In A Cyborg Manifesto (1985), theorist Donna Haraway declares that “we are cyborgs.” As technology is increasingly enmeshed in our daily lives, it is becoming difficult to draw a line neatly between human and machine. From optimizing our bodies to acquiring social avatars for the digital space, we have become post-human, networks of flesh, steel, and silicone where everything can be remade. Curated by Kobe Ko, the group show “Post-human Narratives – The Co-existing Land” takes its name from this idea, and follows Haraway’s feminist rejection of the “inherent” to break down fundamental assumptions about nature, bodies, and our identities as unfragmented and self-enclosed.
Set in a dimly lit warehouse at Hong Kong’s Cattle Depot, the nine works entered the idea of the post-human from different points. Dressed in white, Ice Wong sits among sunflowers dotted on islands of white stone in the performance The Interweaving of You and I (2021). Wong and the plants are mutually dependent for care and comfort—the carbon dioxide that the artist exhales is converted by the sunflowers into oxygen, which is inhaled again by Wong in an endless cycle that dispels the idea that either are distinct entities. This symbiotic relationship is echoed in Mayumi Hosokura’s Digitalis (2021), a series of three videos that slot more cleanly into the technological concerns of Haraway’s theory. In the work, Hosokura highlights the camera as not an objective external device but a subjective mechanical eye. Using the camera’s zoom, she sets up a proto-human-camera assemblage, integrating her vision with that of the device to see a hand’s details, which she wouldn’t otherwise be able to register.

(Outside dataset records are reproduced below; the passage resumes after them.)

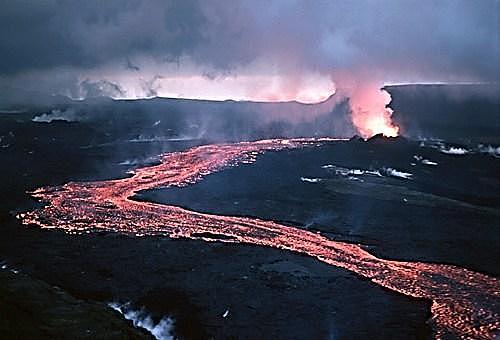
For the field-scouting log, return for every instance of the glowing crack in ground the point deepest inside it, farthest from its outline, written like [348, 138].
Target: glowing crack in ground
[465, 304]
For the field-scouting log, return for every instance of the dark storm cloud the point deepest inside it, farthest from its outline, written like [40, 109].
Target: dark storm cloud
[391, 40]
[45, 34]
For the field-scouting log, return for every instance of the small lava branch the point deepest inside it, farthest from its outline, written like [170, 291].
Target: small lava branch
[465, 304]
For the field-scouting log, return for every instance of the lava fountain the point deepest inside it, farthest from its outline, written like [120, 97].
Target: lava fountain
[465, 304]
[370, 114]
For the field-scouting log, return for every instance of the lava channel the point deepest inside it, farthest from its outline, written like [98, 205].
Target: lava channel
[465, 304]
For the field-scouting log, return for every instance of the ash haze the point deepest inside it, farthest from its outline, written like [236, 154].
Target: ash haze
[278, 50]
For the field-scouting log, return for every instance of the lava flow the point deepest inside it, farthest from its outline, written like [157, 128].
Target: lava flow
[465, 304]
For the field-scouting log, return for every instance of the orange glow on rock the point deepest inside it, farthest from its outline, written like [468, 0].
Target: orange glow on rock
[370, 114]
[464, 303]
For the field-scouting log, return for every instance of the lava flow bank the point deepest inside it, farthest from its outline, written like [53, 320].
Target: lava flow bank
[465, 304]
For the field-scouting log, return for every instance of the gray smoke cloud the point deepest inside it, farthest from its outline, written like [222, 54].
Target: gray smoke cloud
[271, 50]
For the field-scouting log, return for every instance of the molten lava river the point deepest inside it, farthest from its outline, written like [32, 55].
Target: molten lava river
[465, 304]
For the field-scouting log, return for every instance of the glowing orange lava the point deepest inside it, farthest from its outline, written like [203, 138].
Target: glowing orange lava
[465, 304]
[370, 114]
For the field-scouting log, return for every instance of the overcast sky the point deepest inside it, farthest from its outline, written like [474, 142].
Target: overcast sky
[271, 50]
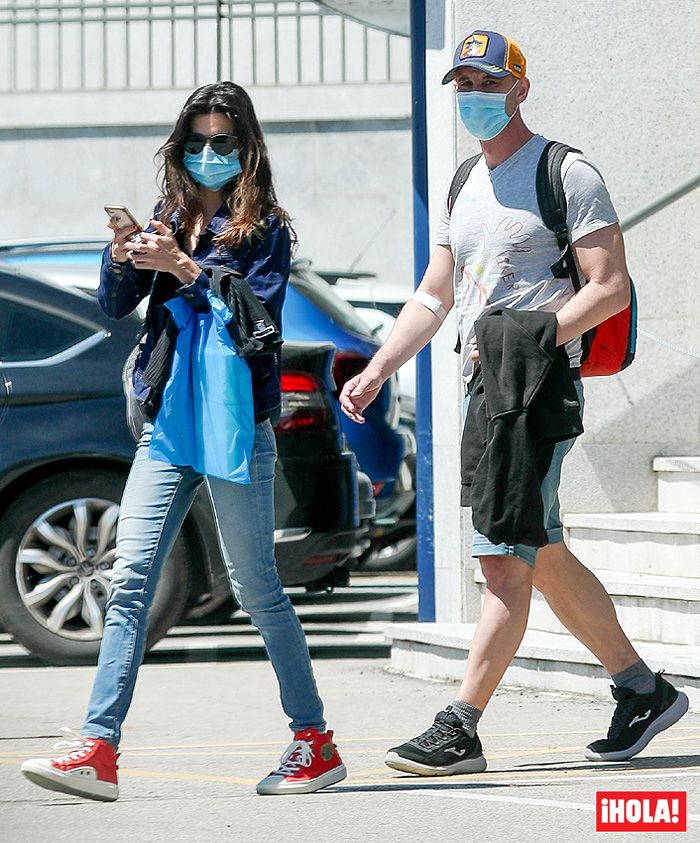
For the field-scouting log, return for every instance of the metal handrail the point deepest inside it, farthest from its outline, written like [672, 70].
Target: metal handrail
[660, 203]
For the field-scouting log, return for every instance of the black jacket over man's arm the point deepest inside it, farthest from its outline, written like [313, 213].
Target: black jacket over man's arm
[523, 402]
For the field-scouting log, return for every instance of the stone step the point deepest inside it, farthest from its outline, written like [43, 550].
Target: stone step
[659, 543]
[678, 484]
[664, 610]
[545, 660]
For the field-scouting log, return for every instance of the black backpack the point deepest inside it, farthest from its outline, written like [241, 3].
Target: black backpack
[609, 347]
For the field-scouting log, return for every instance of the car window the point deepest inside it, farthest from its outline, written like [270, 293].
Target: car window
[320, 293]
[27, 333]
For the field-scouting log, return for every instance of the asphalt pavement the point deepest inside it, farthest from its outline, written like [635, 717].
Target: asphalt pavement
[200, 735]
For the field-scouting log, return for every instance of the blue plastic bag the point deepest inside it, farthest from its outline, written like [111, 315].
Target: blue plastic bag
[206, 418]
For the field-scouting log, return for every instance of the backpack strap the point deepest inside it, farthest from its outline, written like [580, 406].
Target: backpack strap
[459, 180]
[552, 202]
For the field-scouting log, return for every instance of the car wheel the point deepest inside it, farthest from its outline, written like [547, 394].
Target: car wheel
[57, 548]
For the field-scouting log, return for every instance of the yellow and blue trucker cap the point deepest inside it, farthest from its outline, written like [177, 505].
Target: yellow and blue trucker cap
[490, 52]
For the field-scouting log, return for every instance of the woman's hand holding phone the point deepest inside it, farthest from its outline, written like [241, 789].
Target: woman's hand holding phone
[121, 242]
[159, 251]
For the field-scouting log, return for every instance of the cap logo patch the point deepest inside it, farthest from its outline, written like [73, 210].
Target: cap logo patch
[474, 47]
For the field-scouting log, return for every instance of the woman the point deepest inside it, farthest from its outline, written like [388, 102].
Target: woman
[218, 208]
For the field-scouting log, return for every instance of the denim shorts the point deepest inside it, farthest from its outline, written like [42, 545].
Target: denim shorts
[549, 490]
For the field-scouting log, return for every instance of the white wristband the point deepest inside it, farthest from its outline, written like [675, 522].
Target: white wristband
[434, 305]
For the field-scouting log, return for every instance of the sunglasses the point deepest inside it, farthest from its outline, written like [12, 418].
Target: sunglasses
[221, 144]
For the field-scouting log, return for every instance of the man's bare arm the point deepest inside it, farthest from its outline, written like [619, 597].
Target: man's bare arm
[415, 327]
[601, 256]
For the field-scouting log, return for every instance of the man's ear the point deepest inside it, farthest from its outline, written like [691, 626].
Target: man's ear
[523, 90]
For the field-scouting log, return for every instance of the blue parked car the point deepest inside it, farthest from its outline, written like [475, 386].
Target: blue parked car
[313, 311]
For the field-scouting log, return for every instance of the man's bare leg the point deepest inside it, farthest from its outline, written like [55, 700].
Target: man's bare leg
[500, 629]
[578, 599]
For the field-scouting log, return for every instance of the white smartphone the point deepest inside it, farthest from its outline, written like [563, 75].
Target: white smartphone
[122, 217]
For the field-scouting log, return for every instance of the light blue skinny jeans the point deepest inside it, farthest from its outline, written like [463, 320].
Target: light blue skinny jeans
[156, 500]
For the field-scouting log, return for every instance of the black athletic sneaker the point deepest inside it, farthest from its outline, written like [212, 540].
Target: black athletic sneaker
[637, 719]
[445, 749]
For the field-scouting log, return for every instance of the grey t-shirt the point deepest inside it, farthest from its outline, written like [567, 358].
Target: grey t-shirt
[503, 251]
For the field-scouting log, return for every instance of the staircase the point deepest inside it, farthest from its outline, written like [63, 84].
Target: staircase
[649, 563]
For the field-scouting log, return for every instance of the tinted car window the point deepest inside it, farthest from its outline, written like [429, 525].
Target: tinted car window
[318, 292]
[27, 333]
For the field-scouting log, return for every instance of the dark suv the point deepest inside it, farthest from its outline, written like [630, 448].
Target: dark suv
[65, 457]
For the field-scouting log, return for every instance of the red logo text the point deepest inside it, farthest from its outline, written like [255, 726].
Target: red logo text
[640, 810]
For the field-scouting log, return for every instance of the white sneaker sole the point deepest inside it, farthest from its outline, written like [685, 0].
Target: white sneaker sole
[42, 773]
[276, 786]
[672, 715]
[404, 765]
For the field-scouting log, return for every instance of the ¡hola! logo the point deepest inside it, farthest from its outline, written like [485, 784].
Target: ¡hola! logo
[640, 810]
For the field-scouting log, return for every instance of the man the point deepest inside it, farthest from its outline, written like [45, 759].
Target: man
[494, 249]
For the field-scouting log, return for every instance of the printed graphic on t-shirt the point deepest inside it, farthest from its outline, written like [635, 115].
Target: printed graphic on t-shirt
[503, 252]
[493, 270]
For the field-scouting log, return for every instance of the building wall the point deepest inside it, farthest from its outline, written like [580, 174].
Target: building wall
[346, 182]
[617, 81]
[87, 97]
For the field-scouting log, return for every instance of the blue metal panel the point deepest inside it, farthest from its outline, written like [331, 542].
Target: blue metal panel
[424, 423]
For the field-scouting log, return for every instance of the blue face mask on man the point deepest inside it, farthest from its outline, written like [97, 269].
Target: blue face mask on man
[212, 170]
[484, 115]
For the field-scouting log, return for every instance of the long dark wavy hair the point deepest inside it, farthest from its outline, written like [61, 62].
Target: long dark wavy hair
[250, 198]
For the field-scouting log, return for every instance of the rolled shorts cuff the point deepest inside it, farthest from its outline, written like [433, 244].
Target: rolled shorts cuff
[555, 535]
[481, 546]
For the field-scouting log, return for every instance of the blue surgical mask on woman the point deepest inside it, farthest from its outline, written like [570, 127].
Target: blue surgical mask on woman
[212, 170]
[484, 114]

Betty Apple’s video Let me fix you (2021) leans into glitch, marring both screen and audio to evoke fragmented identity. Styled as a time-traveling cyborg-mermaid, Apple’s pink-haired persona explains that she’s a consciousness grafted onto a computer interface, able to travel through time along a network that’s neither permanent nor real. The constructed post-human persona suggests “nature” is no longer a relevant category, and the possibilities of what or who we could be become endless. A Corner of Alternative History: Genetic Salon and Her Enemy (2021) underscores similar issues about identity construction. Framing her work as an archeological discovery, Bobby Yu Shuk-pui lays out brushes and torches in an invitation for the viewer to dig up the past. Yet the newspapers that are buried detail events from a future that has not yet occurred. In this reality, genes are not inherent but purchasable goods on the free market, and ads promise the reader that buying the DNA of Barack Obama or Taylor Swift will endow them with their “superior” characteristics. Arguably, Haraway’s spirit is strongest here. In jamming the flow of linear time, Yu not only asks if gene editing changes what artificiality means, but whether we, so focused on plastic surgery and the all-around optimization of our bodies, are already, in fact, fake.
Yet there were also pieces that diverged significantly from the show’s inspiration. Florence Lam’s performance Heaven Spot (2021), for instance, is concerned with the way humans record history. On a set that resembles a post-apocalyptic wasteland, the artist carves grooves into abandoned car-parts. Comparing this act with the creation of cave-paintings, Lam reflects on the beauty and futility of our immortality project, the need to leave marks on the world to prove we were once here. Meanwhile, Contract for Co-existence (2021) functioned as a chilling depiction of dystopian bureaucracy. Ho Sin Tung choreographs two actors signing a series of marriage paperwork, each consenting to the other “failing,” “sleeping,” or “laughing” before them. Though both works are rich on their own, in leaning toward speculative fiction, they presented a technofuturist warning and stopped short of using it to destabilize the fatalistic and innate, leaving me wanting for new ways of being.
Instead of an anchor that grounded the whole show, Haraway’s notion of post-humanism functioned as a starting point for works that spoke to the artists’ own visions of the cyberfuturist world. “Post-human Narratives” was most convincing when understood as one particular node contributing to a vast network of artistic explorations concerning cyborgian existence—a tasting menu of the future rather than a fully self-contained and homogenous vision.
“Post-human Narratives – The Co-existing Land” was on view at Cattle Depot Artist Village, Hong Kong, from July 31 until September 5, 2021.
Suining Sim is an editorial intern at ArtAsiaPacific.